It’s been five months since the first chapter of King’s Quest came out, and though it maintains the same charm, abundance of character, and clever puzzles of the previous chapter, “Rubble Without a Cause” does little to justify the long wait. Still told in a framed narrative, the aging king of Daventry telling stories of his youth to his granddaughter, the story he is telling skips ahead a few years (I assume). Where chapter one ended with Graham securing his place as a knight, chapter two picks up shortly after he is appointed king for some reason. This disconnect is likely the weakest part of the episode as a whole.

While there is nothing wrong with King’s Quest wanting to tell stand-alone stories set in the same world as, and inspired by, the original games, knowing those original games should not be a prerequisite for being able to follow the new story. King’s Quest needs to be able to stand on its own, along with also being a call back to the previous titles. As it is however, it just feels like there was an important part of the story missing, something that I would have enjoyed being able to hear about and play through.

In much the same way, while it was great seeing many of the characters return from the first chapter, none of my choices in that first chapter felt as if they mattered all that much. A few references to past events here and there was nice, but overall, “Rubble Without a Cause” was a separate experience from “A Knight to Remember,” a step back given that the first episode’s strength came from how well it mixed modern trends with old-school puzzle adventure game mechanics.


This step backwards from that perfect mixture is actually what characterized a lot of “Rubble Without a Cause.” Running about three hours, around half the time of chapter one for me, chapter two tells the story of how Graham and all of his subjects were kidnapped by goblins.
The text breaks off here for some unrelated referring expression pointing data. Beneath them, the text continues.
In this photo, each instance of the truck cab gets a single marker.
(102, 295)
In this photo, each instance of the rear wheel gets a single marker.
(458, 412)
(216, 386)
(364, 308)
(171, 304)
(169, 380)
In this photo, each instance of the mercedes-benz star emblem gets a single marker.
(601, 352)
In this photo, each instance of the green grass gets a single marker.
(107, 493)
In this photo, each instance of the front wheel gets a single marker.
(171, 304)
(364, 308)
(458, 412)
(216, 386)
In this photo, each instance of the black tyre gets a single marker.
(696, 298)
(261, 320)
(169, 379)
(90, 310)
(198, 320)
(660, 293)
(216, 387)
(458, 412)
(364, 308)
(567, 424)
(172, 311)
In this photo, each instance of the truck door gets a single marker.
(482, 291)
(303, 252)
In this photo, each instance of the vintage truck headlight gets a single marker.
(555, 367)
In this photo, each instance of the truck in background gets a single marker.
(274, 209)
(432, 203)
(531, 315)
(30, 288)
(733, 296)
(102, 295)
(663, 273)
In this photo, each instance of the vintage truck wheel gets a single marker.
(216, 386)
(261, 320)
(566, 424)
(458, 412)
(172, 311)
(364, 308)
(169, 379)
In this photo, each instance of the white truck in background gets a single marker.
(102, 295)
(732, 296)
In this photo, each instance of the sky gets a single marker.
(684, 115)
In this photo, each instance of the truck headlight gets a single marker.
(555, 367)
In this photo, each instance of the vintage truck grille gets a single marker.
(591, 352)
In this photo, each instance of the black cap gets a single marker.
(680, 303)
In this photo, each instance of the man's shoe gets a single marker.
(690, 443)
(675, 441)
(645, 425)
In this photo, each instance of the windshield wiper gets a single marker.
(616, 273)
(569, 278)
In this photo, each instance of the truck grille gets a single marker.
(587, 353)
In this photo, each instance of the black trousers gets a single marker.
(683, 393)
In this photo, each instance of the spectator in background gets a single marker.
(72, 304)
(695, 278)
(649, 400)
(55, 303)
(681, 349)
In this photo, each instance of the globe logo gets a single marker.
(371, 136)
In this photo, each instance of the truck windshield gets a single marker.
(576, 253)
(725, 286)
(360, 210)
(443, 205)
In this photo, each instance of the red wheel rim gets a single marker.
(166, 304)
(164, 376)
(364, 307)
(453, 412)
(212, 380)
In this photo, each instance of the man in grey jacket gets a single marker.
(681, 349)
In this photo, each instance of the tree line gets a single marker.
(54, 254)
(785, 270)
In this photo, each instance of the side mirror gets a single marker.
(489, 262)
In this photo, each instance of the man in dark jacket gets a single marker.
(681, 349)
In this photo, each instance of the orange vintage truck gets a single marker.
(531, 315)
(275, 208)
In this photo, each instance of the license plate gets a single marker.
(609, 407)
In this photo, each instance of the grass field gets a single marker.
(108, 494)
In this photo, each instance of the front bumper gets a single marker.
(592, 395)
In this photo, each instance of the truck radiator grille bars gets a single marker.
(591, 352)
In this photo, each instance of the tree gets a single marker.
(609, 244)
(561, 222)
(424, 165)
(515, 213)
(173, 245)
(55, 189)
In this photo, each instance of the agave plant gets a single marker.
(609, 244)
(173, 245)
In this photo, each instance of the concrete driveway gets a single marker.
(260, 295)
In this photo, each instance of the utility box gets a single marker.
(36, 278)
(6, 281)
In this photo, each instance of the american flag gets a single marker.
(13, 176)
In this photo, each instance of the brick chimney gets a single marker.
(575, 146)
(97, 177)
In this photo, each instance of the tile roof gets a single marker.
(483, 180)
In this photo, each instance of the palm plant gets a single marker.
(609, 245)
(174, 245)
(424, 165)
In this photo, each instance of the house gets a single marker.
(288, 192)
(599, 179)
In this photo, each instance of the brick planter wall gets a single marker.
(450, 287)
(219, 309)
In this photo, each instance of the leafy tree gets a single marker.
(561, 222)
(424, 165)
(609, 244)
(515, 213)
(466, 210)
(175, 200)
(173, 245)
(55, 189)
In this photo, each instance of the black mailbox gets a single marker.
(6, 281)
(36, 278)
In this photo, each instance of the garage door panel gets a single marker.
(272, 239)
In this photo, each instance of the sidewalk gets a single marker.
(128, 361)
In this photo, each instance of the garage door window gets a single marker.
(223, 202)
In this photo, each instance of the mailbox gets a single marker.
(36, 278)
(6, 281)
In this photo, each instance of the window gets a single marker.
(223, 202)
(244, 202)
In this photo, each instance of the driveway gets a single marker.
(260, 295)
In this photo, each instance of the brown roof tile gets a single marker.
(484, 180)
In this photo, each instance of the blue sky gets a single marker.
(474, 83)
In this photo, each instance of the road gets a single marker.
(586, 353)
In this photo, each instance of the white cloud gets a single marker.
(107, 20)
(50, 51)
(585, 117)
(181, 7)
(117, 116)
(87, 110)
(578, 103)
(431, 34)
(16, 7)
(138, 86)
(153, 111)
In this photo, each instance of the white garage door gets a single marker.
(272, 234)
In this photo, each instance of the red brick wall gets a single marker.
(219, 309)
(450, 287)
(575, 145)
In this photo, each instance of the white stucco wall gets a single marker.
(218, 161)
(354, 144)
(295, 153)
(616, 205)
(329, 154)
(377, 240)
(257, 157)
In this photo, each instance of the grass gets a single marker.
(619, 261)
The entirety revolves around Graham’s escape, a much smaller, more laser focused story that only ever let’s you explore the inside of the goblin caves with a singular goal, a far cry from the multitude of settings and things to do in the previous chapter.
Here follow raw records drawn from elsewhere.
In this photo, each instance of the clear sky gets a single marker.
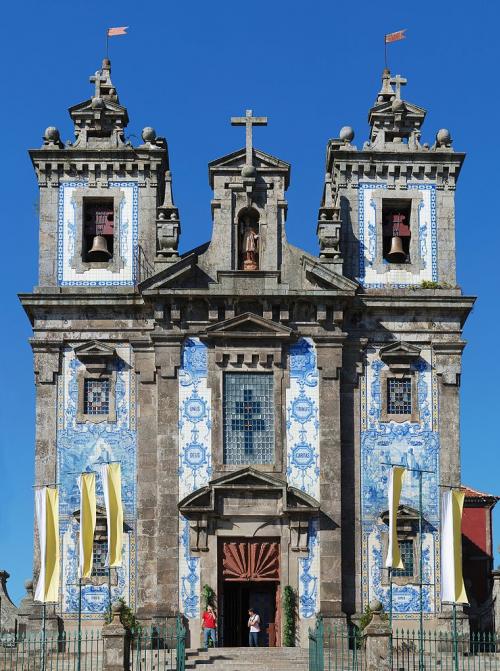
(185, 68)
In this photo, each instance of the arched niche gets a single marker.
(248, 239)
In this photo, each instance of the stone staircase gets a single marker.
(248, 659)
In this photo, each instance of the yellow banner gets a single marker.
(51, 545)
(86, 483)
(393, 559)
(115, 515)
(452, 582)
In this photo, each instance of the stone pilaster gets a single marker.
(116, 644)
(168, 357)
(329, 354)
(376, 640)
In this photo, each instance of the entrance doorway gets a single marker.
(238, 597)
(249, 577)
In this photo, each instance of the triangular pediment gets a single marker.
(386, 108)
(248, 479)
(184, 273)
(326, 278)
(249, 325)
(87, 107)
(237, 159)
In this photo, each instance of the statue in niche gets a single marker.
(249, 257)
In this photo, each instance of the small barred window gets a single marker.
(248, 418)
(99, 558)
(399, 400)
(406, 550)
(96, 396)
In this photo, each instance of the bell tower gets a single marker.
(393, 201)
(106, 208)
(249, 207)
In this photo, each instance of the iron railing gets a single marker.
(52, 652)
(443, 651)
(340, 649)
(159, 648)
(334, 648)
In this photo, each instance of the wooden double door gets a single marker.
(249, 579)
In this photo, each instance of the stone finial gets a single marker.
(52, 138)
(100, 121)
(443, 139)
(346, 134)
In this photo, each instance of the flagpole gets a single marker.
(79, 658)
(44, 624)
(421, 571)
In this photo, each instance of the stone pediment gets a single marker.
(234, 162)
(327, 278)
(249, 325)
(229, 493)
(400, 355)
(171, 275)
(93, 350)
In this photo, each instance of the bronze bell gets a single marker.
(99, 247)
(396, 253)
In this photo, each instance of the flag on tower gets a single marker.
(47, 518)
(452, 581)
(86, 485)
(393, 559)
(395, 37)
(112, 489)
(119, 30)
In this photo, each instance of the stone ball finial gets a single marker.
(346, 134)
(443, 137)
(375, 606)
(116, 607)
(51, 134)
(148, 134)
(397, 104)
(248, 170)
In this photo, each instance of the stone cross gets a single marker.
(248, 120)
(98, 79)
(399, 81)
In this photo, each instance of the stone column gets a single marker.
(116, 643)
(496, 599)
(147, 468)
(168, 356)
(329, 354)
(376, 640)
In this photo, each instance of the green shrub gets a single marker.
(288, 617)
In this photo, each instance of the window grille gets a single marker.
(399, 400)
(100, 551)
(248, 408)
(96, 396)
(406, 550)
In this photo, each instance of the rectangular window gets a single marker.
(396, 233)
(406, 550)
(96, 396)
(99, 558)
(399, 400)
(248, 408)
(98, 230)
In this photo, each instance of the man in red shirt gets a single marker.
(209, 626)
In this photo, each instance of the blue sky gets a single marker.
(185, 68)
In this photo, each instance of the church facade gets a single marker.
(255, 395)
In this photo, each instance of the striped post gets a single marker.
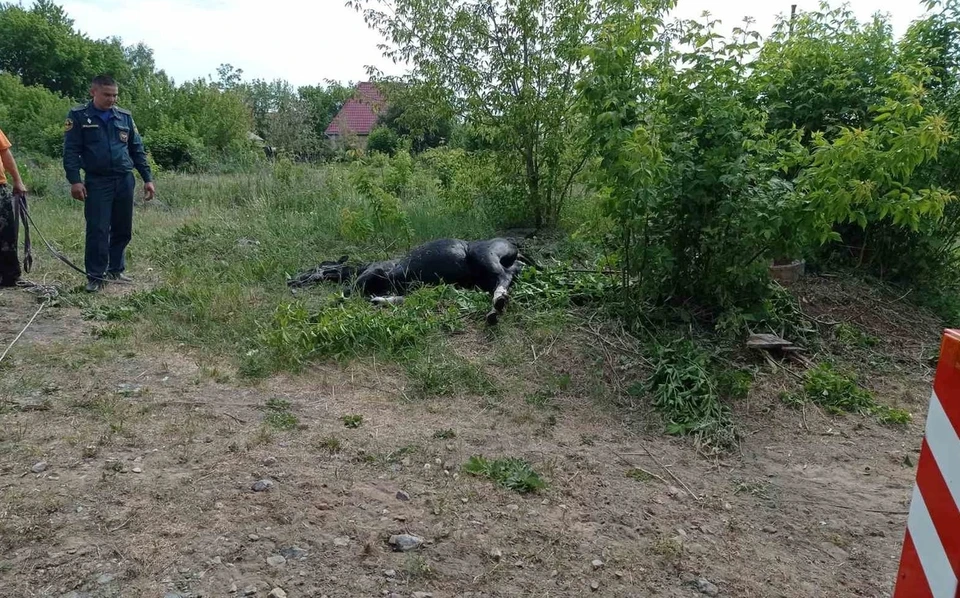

While doing something radically different, laying a resource/ time management system on top of the already clever puzzle design, “Rubble Without a Cause” unfortunately didn’t feel quite like the adventuresome quest of the first chapter, and more a single puzzle room to break out from. Add on to this an uncharacteristically dark punishment for failure, and I found myself agonizing over the puzzles at times, instead of simply enjoying them. The sense of discovery and challenge is still there, as it was a true joy to figure out how to break out of the goblin prison, but the lack of fun lightheartedness did leave something to be desired.
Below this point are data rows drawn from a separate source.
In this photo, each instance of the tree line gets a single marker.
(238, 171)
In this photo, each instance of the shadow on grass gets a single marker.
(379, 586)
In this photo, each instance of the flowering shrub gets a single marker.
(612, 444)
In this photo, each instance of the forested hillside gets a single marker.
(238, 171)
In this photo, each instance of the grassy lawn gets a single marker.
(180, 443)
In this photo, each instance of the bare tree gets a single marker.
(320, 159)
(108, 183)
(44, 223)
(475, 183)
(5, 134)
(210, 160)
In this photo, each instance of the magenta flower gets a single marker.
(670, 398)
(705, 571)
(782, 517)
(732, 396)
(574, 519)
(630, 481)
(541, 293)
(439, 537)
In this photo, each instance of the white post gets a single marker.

It’s important to remember that none of these shortcomings made “Rubble Without a Cause” particularly bad. The second episode of King’s Quest is still absolutely gorgeous, even the dark goblin caves made to look beautiful in the game’s painting-like art style. The puzzles are still complex and fun. The characters are still endearing and sweet. It is really just in comparison to the stellar first chapter that “Rubble Without a Cause” doesn’t measure up.

In most every way, I did enjoy Graham’s second outing, a smile on my face throughout. But I can’t help feeling the episode was more stationed as pleasing filler, than an actual, meaty continuation of the first chapter that I loved so much. The chapter tries out some new ideas, which is of course welcome, but in the end leaves me wanting more than I can be entirely happy with.